CANBERRA, Australia (AP) — Two whistleblowers appeared in a Canberra court yesterday charged separately with leaking classified government information that alleges Australia bugged East Timor’s Cabinet and potential war crimes committed by Australian troops in Afghanistan.
Free speech demonstrators rallied outside the Australian Capital Territory Supreme Court during preliminary hearings for lawyer Bernard Collaery and former army officer David McBride.
Both are at the centre of a new campaign in Australia to wind back national security laws that infringe on press freedom and to provide legal protections for whistleblowers who expose government wrongdoing.

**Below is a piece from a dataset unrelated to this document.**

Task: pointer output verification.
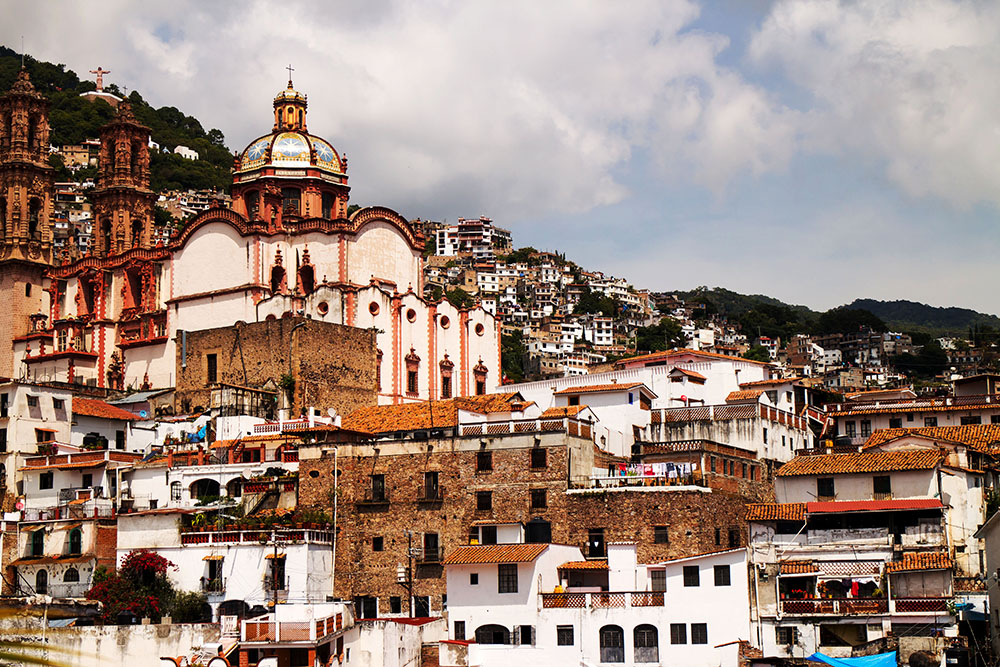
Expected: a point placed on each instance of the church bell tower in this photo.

Collaery is charged with conspiring with a former spy to reveal classified information about an allegation that Australia illegally bugged East Timor’s government during negotiations over the sharing of billions of dollars in oil and gas revenue in 2004.
He made his first appearance in the court yesterday a week before Australian Prime Minister Scott Morrison flies to East Timor to ratify a new treaty to share Timor Sea energy riches.
East Timor leaders have called for Australia to drop the case.
Collaery intends to plead not guilty and will face a three-day hearing starting December 11 that will determine what if any of the evidence can be heard in open court.
McBride appeared on charges relating to the leaking of classified documents about Australian Special Air Service involvement in Afghanistan to journalists.